In the last few weeks, the world has become aggressively aware and angered by the fires taking place across the Amazon. It has been estimated that nearly 640 million acres have been affected by the fires, forcing animals from their homes and leaving destruction in its path.
While the topic of sending help to the Amazon has finally gotten some traction, a new story recently surfaced in August, which has worked to turn our attention away.
Something Else to Think About
The story came from NASA, who shared the news that there are even more deadly Serengeti fires burning across Africa than there are in Brazil.
Naturally, animal-lovers and environmentalists alike began to change the narrative, shifting from the burning Amazon to Sub-Sahara Africa and its fire-engulfed grasslands.
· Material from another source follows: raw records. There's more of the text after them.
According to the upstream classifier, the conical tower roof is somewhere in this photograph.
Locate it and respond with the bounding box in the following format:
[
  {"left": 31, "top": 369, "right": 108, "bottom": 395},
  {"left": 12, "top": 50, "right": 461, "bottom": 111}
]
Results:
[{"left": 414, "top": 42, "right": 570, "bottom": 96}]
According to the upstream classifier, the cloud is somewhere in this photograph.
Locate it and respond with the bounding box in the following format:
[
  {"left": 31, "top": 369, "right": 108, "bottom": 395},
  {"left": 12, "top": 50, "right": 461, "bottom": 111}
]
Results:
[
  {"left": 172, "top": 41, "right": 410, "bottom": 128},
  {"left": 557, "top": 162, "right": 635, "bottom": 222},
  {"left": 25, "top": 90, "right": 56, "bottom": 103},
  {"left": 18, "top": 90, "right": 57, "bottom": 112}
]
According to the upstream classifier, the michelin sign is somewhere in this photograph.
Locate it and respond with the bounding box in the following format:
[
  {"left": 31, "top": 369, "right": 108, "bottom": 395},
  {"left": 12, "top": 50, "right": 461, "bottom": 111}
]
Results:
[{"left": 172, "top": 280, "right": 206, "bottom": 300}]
What’s the real problem here?
In response, some people are worried that this has taken our attention away from a fire that requires more attention.
What many people don’t realize is that the level of harm a wildfire is causing depends on its location, and what it is burning. The Serengeti fires are traveling across grasslands, where wildfires are common to appear this time of year.
In addition, some of these fires are purposely lit by farmers, in order to encourage fresh grass and to discourage ticks and thorny plants. While the Amazon is suffering from its fires, the beautiful landscape of Africa has an essential need for their own.
In addition to all of this, forest fires like the one in the Amazon are largely a result of deforestation; the sharp corners encourage more wind to push flames further. The carbon released by these fires will take decades to reabsorb, and global emissions increase tenfold.
The Real Story
Right now, the Amazon needs our focus. With so much hearsay about political moves keeping the Amazon fires going, we cannot let the story on the Serengeti fires distract us from much more harmful events.